35 Par la force des choses, l’organisation industrielle de la recherche donne une prime à la médiocrité. Seules quelques âmes d’exception échappent au laminage général, au risque de passer pour des Don Quichotte de la science.
36 À cet égard, la figure de Hocart est exemplaire. Il possédait encore cette large palette d’intérêts et de qualités qui lui aurait valu l’applaudissement de Leibniz mais qui, à notre époque, donne une réputation de touche-à-tout.
37 Travailleur acharné et indifférent aux modes intellectuelles, maîtrisant une quinzaine de langues, dont le latin, le grec et le sanscrit, féru de psychologie et de paléontologie, capable de diriger une école à Fidji aussi bien qu’une mission archéologique à Ceylan, auteur de plusieurs livres et d’une centaine d’articles, jouissant de l’estime de Rivers, Mauss, Evans-Pritchard, il n’obtint jamais le poste qui aurait pu donner à ses idées le rayonnement mérité.

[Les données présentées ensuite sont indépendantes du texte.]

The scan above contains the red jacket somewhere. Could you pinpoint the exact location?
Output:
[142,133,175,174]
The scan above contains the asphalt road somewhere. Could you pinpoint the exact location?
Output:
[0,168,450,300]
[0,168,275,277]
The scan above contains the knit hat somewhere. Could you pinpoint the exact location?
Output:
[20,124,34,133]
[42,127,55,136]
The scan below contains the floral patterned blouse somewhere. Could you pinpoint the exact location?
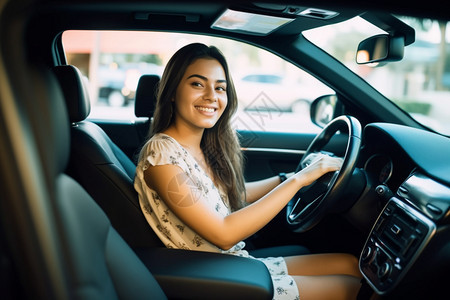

38 Il est vrai que – faute impardonnable – « il n’a écrit aucune monographie conventionnelle, même sur Fidji », comme le relève Needham [ in Hocart, 1978, p. 18], qui fait ici bon marché de son travail ethnographique [Hocart, 1929,1952].
39 Le mal est donc général et dû à des causes structurelles, mais il n’a pas la même gravité dans toutes les disciplines. Les sciences les plus anciennes ignorent leur passé, mais en conservent les acquis. Le mathématicien ne lit plus Euclide ou Leibniz, mais ne cesse pas d’utiliser les techniques et les théorèmes qu’ils lui ont légués. Mais l’anthropologie, comme la plupart des sciences de l’homme et de la société, a tendance à faire table rase du passé et à repartir de zéro à chaque génération. Elle traite avec dédain les administrateurs ou missionnaires, qui firent pourtant un travail de collecte admirable, parfois plus utile, et même plus fiable que certains relevés contemporains [30]. Persuadée d’être devenue « épistémologiquement adulte », elle relègue, avec candeur, dans l’ère des curiosités préscientifiques les résultats, les hypothèses et les questions de ceux-là mêmes qui lui ont donné ses lettres de noblesse. Comprenne qui peut.
APPENDICE
Lois intégrales et lois différentielles dans les sciences de l’homme et de la société, ou la complémentarité des points de vue holiste et individualiste en anthropologie
40 Certains anthropologues, tels que F. Barth, reprochent, non sans raison, au structuralisme de postuler un déterminisme causal qui fait trop bon marché de l’action des individus en détachant les structures observées des processus qui les font émerger. Mais, à l’inverse, sous l’influence de la théorie des jeux ou de certains courants cognitivistes, on est parfois tenté de réduire les techniques et les institutions, qui donnent aux sociétés humaines leurs traits spécifiques, à de simples effets d’agrégation des actions et interactions des individus qui composent ces sociétés. Or il n’est pas certain qu’un « milieu technique » au sens de Leroi-Gourhan, un système de parenté, un ensemble mythico-rituel, une institution politique, une langue, etc., soient seulement des êtres de raison ou des entités nominales, c’est-à-dire des termes descriptifs commodes mais dépourvus de réalité propre.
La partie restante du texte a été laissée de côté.